Insurance Fights & Federal Court

Many insurance lawyers representing claimants want to avoid Federal Court due to the procedural rules and the court’s interpretation of those rules.  These rules and their interpretation generally work in favor of the insurance companies which is why insurance companies always want a case in Federal Court and why lawyers representing insureds generally try to avoid Federal Court.

A 2017, opinion discusses some basic Federal Court rules.  The case is styled, Campmed Casualty & Indemnity Company, Inc. v.
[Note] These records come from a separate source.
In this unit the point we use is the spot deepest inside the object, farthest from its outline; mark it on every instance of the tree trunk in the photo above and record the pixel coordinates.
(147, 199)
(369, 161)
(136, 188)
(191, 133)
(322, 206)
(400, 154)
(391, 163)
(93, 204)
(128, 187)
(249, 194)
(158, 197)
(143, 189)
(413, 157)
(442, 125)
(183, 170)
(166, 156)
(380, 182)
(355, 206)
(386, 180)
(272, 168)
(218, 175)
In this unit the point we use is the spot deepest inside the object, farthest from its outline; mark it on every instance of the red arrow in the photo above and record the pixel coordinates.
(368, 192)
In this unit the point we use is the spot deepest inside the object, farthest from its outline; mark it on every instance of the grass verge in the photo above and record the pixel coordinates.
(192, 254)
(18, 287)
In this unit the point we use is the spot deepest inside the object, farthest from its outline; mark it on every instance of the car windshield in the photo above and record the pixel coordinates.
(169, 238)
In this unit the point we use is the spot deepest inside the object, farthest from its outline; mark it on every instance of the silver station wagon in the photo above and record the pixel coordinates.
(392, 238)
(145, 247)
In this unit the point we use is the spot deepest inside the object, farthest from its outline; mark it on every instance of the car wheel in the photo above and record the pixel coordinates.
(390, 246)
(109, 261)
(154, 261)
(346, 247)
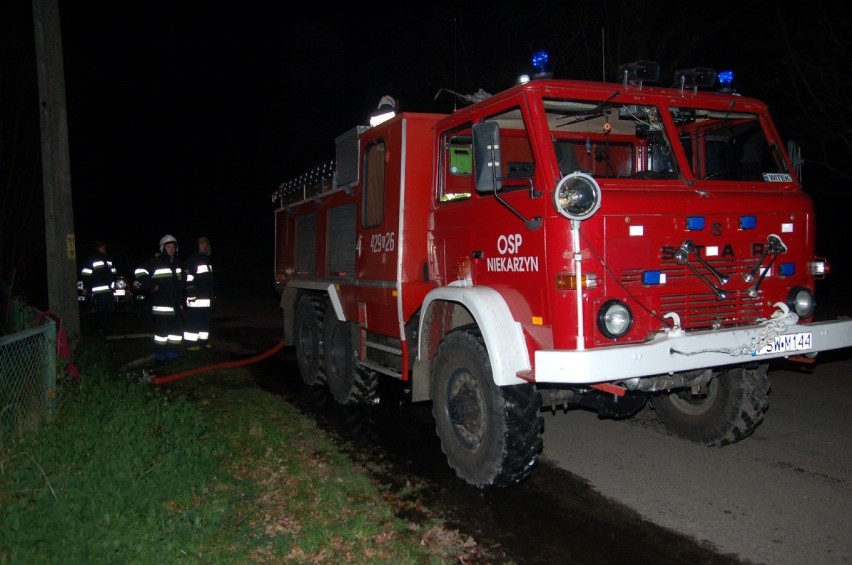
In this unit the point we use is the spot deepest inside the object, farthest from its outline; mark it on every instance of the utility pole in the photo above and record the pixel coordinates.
(61, 253)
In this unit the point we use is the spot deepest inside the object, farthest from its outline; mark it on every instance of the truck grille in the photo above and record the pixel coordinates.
(699, 310)
(703, 310)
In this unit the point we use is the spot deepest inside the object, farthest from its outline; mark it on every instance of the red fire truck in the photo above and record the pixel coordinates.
(561, 244)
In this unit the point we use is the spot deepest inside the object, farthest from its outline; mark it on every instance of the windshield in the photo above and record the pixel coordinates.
(608, 139)
(728, 145)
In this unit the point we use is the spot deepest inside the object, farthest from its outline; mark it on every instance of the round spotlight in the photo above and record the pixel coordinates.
(577, 196)
(801, 301)
(615, 319)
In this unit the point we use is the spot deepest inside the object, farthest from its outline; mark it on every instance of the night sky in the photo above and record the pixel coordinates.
(184, 120)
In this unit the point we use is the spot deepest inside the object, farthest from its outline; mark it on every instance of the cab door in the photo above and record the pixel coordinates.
(377, 246)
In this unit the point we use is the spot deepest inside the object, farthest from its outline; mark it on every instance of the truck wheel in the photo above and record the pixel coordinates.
(491, 435)
(309, 331)
(347, 382)
(731, 409)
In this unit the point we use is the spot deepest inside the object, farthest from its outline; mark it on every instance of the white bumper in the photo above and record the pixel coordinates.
(676, 351)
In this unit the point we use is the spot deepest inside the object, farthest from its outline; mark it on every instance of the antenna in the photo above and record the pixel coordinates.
(455, 58)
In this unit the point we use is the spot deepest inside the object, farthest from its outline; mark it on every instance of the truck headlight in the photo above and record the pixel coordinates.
(801, 301)
(577, 196)
(615, 319)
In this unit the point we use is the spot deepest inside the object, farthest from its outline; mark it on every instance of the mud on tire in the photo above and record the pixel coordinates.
(348, 382)
(491, 435)
(732, 408)
(308, 330)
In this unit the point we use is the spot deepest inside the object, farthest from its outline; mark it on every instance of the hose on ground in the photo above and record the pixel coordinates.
(216, 366)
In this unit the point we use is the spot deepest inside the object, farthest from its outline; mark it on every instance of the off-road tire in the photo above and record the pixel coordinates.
(732, 409)
(347, 382)
(308, 333)
(491, 435)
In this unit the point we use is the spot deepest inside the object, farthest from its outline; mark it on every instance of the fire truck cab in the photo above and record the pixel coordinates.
(559, 244)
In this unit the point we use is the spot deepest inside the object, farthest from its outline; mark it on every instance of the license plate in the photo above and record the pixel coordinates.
(788, 342)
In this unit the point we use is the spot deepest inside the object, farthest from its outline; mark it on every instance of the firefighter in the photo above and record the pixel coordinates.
(199, 297)
(98, 275)
(164, 277)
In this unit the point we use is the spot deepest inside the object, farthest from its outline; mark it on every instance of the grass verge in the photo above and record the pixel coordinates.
(213, 470)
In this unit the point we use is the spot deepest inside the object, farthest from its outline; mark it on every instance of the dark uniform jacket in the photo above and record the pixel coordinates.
(164, 276)
(98, 274)
(199, 278)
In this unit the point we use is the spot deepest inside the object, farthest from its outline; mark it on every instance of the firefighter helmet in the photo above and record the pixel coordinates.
(167, 239)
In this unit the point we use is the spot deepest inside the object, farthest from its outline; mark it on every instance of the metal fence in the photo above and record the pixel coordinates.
(27, 372)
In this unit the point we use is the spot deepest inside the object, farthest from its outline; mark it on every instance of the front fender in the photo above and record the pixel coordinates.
(503, 335)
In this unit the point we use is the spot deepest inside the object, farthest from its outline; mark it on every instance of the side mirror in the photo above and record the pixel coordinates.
(486, 156)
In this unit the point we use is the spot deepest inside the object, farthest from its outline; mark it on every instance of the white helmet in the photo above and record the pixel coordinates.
(167, 239)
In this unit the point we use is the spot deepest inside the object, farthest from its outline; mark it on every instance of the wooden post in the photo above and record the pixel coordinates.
(61, 253)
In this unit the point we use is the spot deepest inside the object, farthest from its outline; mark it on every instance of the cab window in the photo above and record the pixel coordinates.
(456, 165)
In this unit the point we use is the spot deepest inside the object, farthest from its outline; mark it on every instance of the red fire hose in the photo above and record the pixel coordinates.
(226, 365)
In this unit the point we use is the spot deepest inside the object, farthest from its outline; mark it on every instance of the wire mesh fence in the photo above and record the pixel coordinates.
(27, 375)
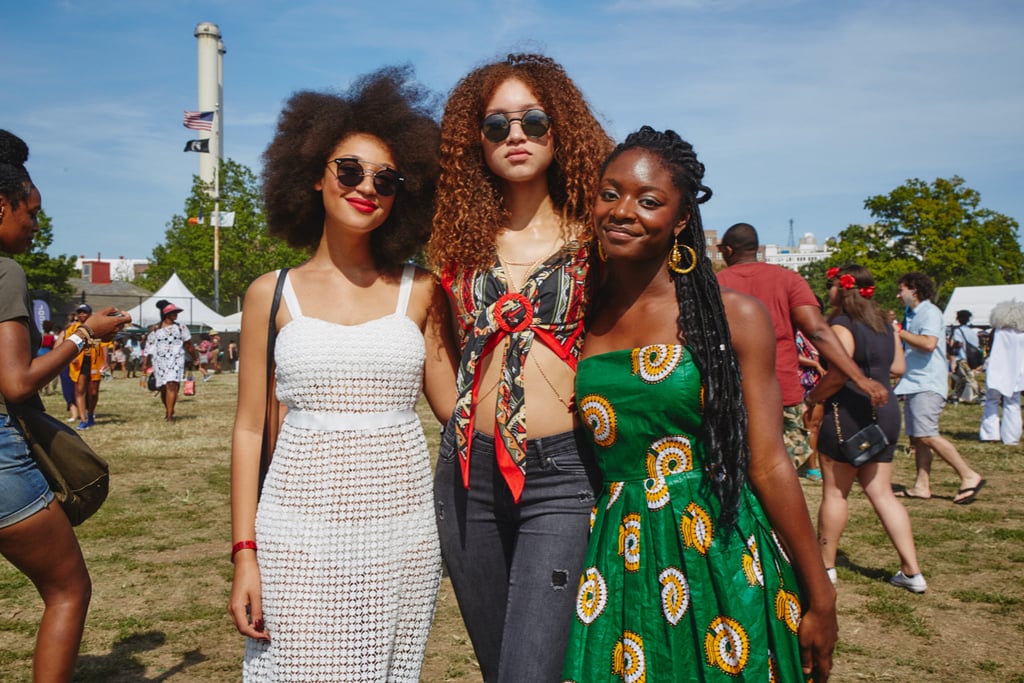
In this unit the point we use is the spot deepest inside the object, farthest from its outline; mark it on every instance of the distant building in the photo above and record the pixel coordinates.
(806, 252)
(103, 270)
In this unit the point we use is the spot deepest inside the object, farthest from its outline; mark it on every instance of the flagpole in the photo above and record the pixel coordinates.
(216, 229)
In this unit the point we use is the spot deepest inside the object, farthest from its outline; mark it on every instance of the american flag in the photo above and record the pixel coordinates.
(199, 120)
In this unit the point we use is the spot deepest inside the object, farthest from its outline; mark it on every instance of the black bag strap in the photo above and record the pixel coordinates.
(271, 339)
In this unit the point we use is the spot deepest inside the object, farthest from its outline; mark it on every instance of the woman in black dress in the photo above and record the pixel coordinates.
(867, 337)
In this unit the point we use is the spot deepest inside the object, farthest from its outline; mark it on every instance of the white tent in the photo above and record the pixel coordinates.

Specialists on Call, Inc., et al.  The opinion was issued by the Eastern District Court, Sherman Division.

This is an insurance coverage dispute related to whether Campmed is obligated to defend Specialists on Call (SOC) in the underlying litigation.  On December 19, 2016, Campmed filed its motion for leave to amend its complaint.  On December 28, 2016, SOC filed a response.  On January 2, 2017, Another Defendant, Dr. Leonard DaSilva filed a response that adopted and incorporated the entirety of SCO’s response.

Rule 15(a) of the Federal Rules of Civil Procedure provides that a party may amend its pleading once without seeking leave of court or the consent of the adverse party at any time before a responsive pleading is served.  After a responsive pleading is served, a party may amend only with the opposing party’s written consent or the court’s leave.  Rule 15(a) instructs the court to “freely give leave when justice so requires.”  The rule evinces a bias in favor of granting leave to amend.  But leave to amend is not automatic.  Whether to allow amendment “lies within the sound discretion of the district court.  A district court reviewing a motion to amend pleadings under Rule 15(a) may consider whether there has been undue delay, bad faith or dilatory motive, undue prejudice to the opposing party, and futility of amendment.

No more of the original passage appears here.